After the backlash, Professor Hanemann and his team developed a revised rate structure that solved the problem. It used two-tiered pricing: A lower price for water up to a certain quantity, and a higher price for usage beyond that point. The lower price was the same for everyone, but the switch point for the higher price varied based on household circumstances, primarily the size of the people’s plots since outdoor watering was a dominant factor in California’s dry climate.
The system was designed to allocate the city's existing "cheap" water fairly among all residents. Water use beyond that allocation was priced higher, targeting discretionary use (like watering lawns) while keeping essential water affordable.
The rates were designed to recover costs not to send a scarcity signal and importantly, they ensured the quantity was allocated fairly.
During the Q&A, Lee Kuan Yew School of Public Policy (LKYSPP) Associate Professor, Leong Ching asked if the allocation could have been different, with a higher rate for the rich and a lower rate for everyone else based on means testing. Professor Hanemann said the city government was not willing to consider such a scheme due to politics.
Professor Hanemann also addressed the role of politics in groundwater depletion. While several studies have documented instances of raising the price of groundwater and the subsequent reduction in groundwater pumping. Professor Hanemann said, “I was involved in one of the studies and I read the others. I don't believe price was responsible for the reduction in groundwater pumping.”
He said it was political pressure, not price signals: The pumping reductions occurred in contexts where groundwater use affected the amount of water flowing downriver. Downriver states were threatening to sue upriver states. Farmers understood the governor would be forced to intervene and impose mandatory cuts if they did not act voluntarily. The price increase was coincidental, not causal.
Implications for Asia
What resonance does the call to “get the quantity right” have in the Singapore context? Assistant Professor Tan-Soo Jie-Sheng, LKYSPP, who chaired the lecture said “The most obvious application is changing the switch-point in tariff tiers. Singapore’s national water agency, PUB has mostly adjusted water tariffs while keeping the switch-point intact. Perhaps a solution to prompt further reduction in water usage is to change the switch-points.”

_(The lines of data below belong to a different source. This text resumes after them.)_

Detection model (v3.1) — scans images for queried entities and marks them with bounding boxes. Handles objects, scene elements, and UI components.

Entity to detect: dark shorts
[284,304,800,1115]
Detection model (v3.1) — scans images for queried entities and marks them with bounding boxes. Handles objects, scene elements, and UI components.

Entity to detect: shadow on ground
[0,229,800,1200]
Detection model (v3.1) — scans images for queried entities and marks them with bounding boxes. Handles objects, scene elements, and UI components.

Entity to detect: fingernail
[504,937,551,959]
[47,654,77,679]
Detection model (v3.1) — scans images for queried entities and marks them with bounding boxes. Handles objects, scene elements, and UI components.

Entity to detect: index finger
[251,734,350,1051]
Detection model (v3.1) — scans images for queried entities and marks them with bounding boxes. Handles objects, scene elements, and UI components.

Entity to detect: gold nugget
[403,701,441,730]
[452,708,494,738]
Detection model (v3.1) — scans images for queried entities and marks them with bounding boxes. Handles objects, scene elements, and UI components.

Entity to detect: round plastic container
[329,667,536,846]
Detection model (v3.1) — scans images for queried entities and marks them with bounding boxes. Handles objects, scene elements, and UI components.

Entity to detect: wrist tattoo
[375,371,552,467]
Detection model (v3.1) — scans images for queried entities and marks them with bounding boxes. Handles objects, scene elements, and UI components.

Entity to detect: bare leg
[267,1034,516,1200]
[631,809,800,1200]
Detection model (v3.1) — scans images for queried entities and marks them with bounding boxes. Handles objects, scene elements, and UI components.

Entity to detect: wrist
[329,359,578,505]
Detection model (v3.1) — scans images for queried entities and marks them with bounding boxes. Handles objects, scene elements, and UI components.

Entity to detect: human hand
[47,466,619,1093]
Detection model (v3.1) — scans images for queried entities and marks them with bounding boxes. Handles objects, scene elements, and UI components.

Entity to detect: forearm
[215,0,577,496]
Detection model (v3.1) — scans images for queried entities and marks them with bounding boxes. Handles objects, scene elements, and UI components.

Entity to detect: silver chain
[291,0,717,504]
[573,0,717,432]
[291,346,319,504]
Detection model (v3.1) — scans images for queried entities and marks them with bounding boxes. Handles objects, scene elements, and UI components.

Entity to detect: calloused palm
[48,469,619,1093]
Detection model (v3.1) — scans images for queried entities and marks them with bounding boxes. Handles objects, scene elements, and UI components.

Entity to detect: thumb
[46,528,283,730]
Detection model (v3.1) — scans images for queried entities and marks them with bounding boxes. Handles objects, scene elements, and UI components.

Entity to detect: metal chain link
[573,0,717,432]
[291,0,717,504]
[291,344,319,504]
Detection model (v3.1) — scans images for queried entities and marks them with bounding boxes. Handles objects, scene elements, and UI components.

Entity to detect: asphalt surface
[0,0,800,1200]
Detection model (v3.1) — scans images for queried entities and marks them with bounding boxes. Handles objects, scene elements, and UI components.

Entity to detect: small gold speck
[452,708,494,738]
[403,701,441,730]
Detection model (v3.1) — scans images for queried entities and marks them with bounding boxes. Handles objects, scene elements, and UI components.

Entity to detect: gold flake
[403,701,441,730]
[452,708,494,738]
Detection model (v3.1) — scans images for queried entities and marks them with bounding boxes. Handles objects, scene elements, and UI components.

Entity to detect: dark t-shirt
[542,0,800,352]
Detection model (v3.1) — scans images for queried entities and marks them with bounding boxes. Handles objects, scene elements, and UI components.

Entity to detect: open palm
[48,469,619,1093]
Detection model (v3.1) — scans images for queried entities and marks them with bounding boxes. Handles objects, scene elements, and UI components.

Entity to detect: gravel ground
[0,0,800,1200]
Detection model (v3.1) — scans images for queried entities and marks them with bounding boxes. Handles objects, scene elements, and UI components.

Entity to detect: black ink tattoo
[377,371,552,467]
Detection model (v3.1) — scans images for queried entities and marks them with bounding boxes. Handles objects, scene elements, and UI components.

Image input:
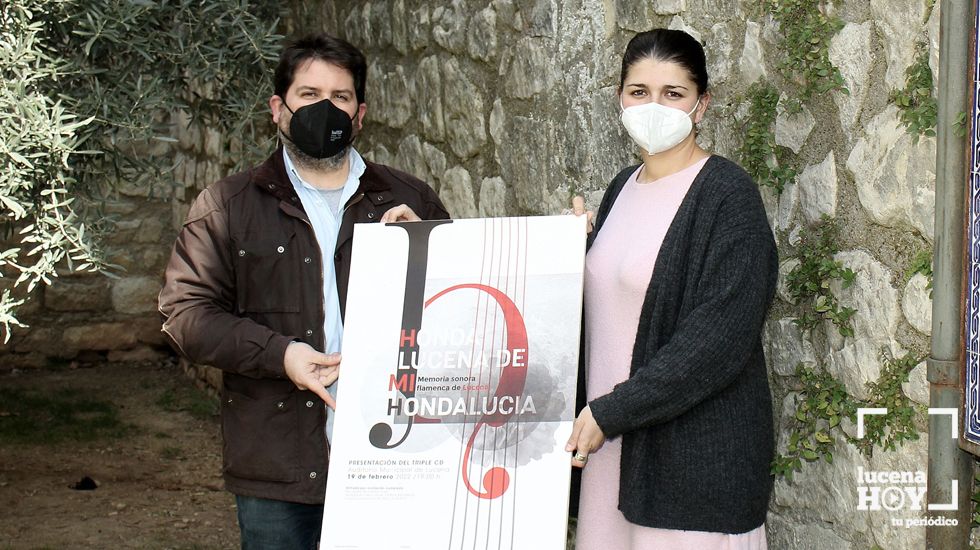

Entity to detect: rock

What about more broadly? Can Professor Hanemann’s views guide policymakers in Southeast Asia? Professor Tan-Soo said his work informs transborder water and shared resources issues. “It highlights that shared water resources generate system-wide welfare benefits that are often non-linear, irreversible, and unevenly distributed. For Southeast Asian policymakers, this implies that transboundary water issues—such as those in the Mekong basin—cannot be managed through national cost–benefit analysis or compensation alone.”
Professor Hanemann’s holistic view offers a framework to deal with the fact that once ecological thresholds are crossed, downstream welfare losses may be large and irreversible, especially for vulnerable communities. Professor Tan-Soo said, “His perspective supports regional governance that prioritises ecosystem integrity, explicitly accounts for distributional impacts, and strengthens institutions for joint management rather than reliance on pricing or post-hoc compensation.”
Recent regional initiatives, such as the 2025 ASEAN Working Group on Water Resources Management and the ASEAN–MRC Water Security Dialogue, underscore growing political and institutional commitment to cooperative transboundary water governance, reinforcing the idea that managing shared water challenges in Southeast Asia depends more on joint frameworks and institutional coordination than on isolated pricing or market tools.